Est-ce qu’il y a un moment particulièrement significatif de votre voyage que vous aimeriez raconter?
C’était très important pour nous de photographier et de documenter les rites et coutumes des populations rencontrées. Marco Polo parle tellement des peuples et de leurs cultures dans son récit. Il est un peu le grand-père de l’anthropologie moderne. Comme nous avions le temps, nous laissions souvent nos caméras dans nos sacs à dos durant une semaine ou davantage, le temps de devenir amis avec les gens. Ensuite, nous prenions des photos avec eux.

Mais une fois, dans la jungle de Sumatra […], nous avons été invités dans une hutte. Là, il y avait un cerf qui avait été chassé, couché sur de grandes feuilles vertes. Des hommes avaient des branches dans les cheveux, ils dansaient autour de l’animal et chantaient. Francis et moi nous sommes regardés, des frissons partout sur le corps. On a réalisé qu’on était en train d’assister à une des plus vieilles cérémonies religieuses du monde. Ils remerciaient l’animal de leur avoir donné sa vie pour qu’ils puissent poursuivre la leur. Toutes les cellules de mon corps voulaient aller chercher mon appareil photo! Mais je savais que si je le faisais, la magie serait brisée. Juste le son du «clic»… Je suis photographe, mais vous savez quoi?

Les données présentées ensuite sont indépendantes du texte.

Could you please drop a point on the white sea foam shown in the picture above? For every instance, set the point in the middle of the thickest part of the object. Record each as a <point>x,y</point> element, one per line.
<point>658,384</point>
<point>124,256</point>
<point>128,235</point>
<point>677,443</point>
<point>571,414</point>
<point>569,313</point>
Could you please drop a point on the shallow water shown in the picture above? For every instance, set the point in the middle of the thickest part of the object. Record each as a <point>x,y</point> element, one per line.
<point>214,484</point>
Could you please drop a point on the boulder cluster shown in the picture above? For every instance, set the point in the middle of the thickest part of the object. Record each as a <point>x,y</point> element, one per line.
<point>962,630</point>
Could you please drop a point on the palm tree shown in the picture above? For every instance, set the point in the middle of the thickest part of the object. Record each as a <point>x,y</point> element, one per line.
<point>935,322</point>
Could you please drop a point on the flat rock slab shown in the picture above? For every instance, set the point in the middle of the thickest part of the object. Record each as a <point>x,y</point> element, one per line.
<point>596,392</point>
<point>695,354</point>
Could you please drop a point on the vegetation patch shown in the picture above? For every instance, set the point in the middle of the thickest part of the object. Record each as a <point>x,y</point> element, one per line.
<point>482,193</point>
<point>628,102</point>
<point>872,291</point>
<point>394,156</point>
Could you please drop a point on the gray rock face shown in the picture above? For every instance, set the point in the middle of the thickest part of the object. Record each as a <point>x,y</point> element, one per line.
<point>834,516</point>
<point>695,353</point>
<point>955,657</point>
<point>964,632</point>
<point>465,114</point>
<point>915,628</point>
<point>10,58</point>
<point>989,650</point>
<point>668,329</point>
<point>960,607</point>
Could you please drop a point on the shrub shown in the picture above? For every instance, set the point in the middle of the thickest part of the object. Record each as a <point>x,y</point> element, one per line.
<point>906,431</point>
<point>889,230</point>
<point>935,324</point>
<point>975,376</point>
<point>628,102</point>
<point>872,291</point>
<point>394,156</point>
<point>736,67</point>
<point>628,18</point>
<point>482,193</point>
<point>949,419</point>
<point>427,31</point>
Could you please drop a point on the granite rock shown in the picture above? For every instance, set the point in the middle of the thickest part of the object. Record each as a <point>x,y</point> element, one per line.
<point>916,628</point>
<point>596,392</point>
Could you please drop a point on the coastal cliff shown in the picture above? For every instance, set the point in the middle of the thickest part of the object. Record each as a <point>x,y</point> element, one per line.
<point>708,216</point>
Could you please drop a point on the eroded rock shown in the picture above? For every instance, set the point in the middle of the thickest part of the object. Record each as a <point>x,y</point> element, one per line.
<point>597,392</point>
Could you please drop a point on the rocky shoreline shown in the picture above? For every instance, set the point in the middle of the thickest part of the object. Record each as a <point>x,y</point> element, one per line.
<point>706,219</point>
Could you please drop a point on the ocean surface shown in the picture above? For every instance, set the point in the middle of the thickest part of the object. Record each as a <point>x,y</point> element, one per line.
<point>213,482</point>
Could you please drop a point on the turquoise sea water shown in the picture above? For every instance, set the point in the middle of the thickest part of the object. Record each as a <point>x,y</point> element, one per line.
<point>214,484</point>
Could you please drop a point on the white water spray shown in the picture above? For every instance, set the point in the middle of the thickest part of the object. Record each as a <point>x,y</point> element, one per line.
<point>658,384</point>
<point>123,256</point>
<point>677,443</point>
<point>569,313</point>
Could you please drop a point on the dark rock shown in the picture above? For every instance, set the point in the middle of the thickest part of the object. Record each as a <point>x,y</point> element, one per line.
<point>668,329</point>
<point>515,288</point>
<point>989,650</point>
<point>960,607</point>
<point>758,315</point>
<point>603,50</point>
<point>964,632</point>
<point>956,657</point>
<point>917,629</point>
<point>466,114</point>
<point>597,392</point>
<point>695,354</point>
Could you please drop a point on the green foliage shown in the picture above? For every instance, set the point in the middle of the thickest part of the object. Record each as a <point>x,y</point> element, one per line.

Laissez-moi photographier cette scène dans ma tête. C’est une des expériences les plus incroyables que j’ai vécues de ma vie.

Marco Polo au musée Pointe-à-Callière

Le musée d’archéologie et d’histoire Pointe-à-Callière, dans le Vieux-Montréal, a inauguré mardi sa toute dernière exposition temporaire: Marco Polo – Le fabuleux voyage. Quelque 200 artefacts seront ainsi présentés aux visiteurs, afin qu’ils puissent découvrir l’expérience de l’explorateur, parti de Venise à l’âge de 17 ans, en 1271, et revenu après 24 ans, en 1295.

Denis Belliveau a pour sa part participé à l’exposition en prêtant au musée deux objets de sa collection personnelle, soit un flacon d’huile du Saint-Sépulcre et un moulage de crâne d’un mouflon de Marco Polo (l’espèce Ovis ammon polii), une espèce décrite par Polo dans Le livre des merveilles.

C’est d’ailleurs ce livre qui «guidera» le visiteur tout au long de l’exposition, à travers les lieux, les coutumes, les environnements et les dangers qu’a rencontrés l’explorateur.

Le film In the footsteps of Marco Polo (en anglais seulement) est aussi accessible sur l’internet.